HELP. I need to find a solution to the following problem.

3 totally independent pendulums oscillate with 3 distinct pulsations. There is no mention of any gravity, ... => the motion is infinite.

The 3 pendulums have the very same amplitude (A).

We then consider the following equation:

y = A sin(w t + phi)

Therefore, we obtain:

y₁(t) = A sin(w₁ t + phi₁)
y₂(t) = A sin(w₂ t + phi₂)
y₃(t) = A sin(w₃ t + phi₃)

Question:

phi₁, phi₂, phi₃ are the initial "positions" of the system at time t₀ (it is a snapshot of the running system).
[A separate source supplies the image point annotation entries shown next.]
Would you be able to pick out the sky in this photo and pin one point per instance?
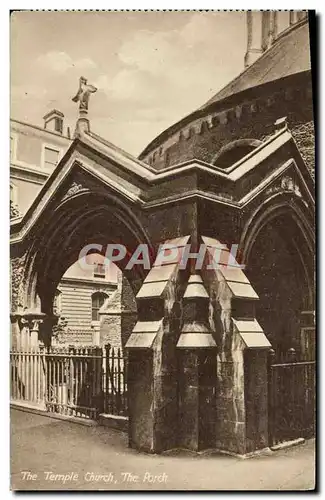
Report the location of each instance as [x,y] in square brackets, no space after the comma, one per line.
[151,68]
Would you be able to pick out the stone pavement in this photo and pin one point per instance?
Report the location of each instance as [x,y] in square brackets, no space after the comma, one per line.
[49,454]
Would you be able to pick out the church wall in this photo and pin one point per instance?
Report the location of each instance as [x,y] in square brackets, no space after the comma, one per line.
[76,302]
[251,118]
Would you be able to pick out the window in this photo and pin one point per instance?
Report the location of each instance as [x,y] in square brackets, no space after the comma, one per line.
[99,271]
[51,157]
[57,303]
[13,138]
[97,300]
[58,125]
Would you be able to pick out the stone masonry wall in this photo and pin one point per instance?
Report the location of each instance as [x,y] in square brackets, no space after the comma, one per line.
[252,118]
For each w : w₁ < > w₂ < > w₃, at a certain moment of time t, we must have: y₁(t) = y₂(t) = y₃(t)

How is it possible to obtain this time t <> t₀ ?
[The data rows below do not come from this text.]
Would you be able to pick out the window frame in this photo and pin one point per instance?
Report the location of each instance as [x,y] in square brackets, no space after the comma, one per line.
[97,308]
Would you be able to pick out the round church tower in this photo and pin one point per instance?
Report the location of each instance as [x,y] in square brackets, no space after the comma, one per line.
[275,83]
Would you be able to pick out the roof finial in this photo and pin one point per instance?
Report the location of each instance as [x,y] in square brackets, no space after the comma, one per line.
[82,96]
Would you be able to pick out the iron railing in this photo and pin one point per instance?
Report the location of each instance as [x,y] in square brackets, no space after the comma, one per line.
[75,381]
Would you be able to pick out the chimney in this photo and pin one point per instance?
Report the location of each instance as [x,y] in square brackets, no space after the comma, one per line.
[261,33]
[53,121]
Would there be any equation, statistical method, ... that might solve this problem ?

In advance, many thanks

 

[NateTG]

That's an interesting theory:

Consider:
[tex]y_1(t)=sin(\pi t)[/tex]
[tex]y_2(t)=2sin(\frac{\pi t}{2})[/tex]
[tex]y_3(t)=2sin(\frac{\pi t}{5}-\frac{\pi}{4})=2cos(\frac{\pi t}{5})[/tex]
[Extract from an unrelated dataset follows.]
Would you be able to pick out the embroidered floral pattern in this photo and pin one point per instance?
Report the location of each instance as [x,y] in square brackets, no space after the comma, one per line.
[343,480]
If you plot these, you will see that [tex]y_1[/tex] and [tex]y_2[/tex] only meet when [tex]t=2 n[/tex] for [tex]n[/tex] an integer, and that they are both equal to zero at those points.

Now, let's take a look at [tex]2cos(\frac{\pi 2 n}{5})=0[/tex]
so [tex]\frac{2\pi n}{5} \in \{ \frac{\pi}{2} +2\pi k, \frac{3 \pi}{2}+ 2 \pi k \}[/tex]
But [tex]n[/tex] is an integer, so there's no way to get the [tex]2[/tex] in the denomiator. Therefore the three functions never meet simultaneously.

 

[Gokul43201]

"For each w : w₁ < > w₂ < > w₃, at a certain moment of time t, we must have: y₁(t) = y₂(t) = y₃(t)

How is it possible to obtain this time t <> t₀ ?"

There need not always be a t such that y₁(t) = y₂(t) = y₃(t)
This is partcularly easy to see if w's are integral multiples of each other.


"Would there be any equation, statistical method, ... that might solve this problem ?"

The way to solve this is to see that the sine of the 2 angles will be equal if (i) they are separated by 2nPi or (ii) they are supplementary to each other. Using this fact, and pairwise equating y1 to y2 and y2 to y3, you get 2 equations, in the variables t, m, n (where m, n are intergers that you have used for 2*Pi*n and 2*Pi*m ). By eliminating t, you have a single linear Diophantine Eqn. in n and m. This may or may not have solutions.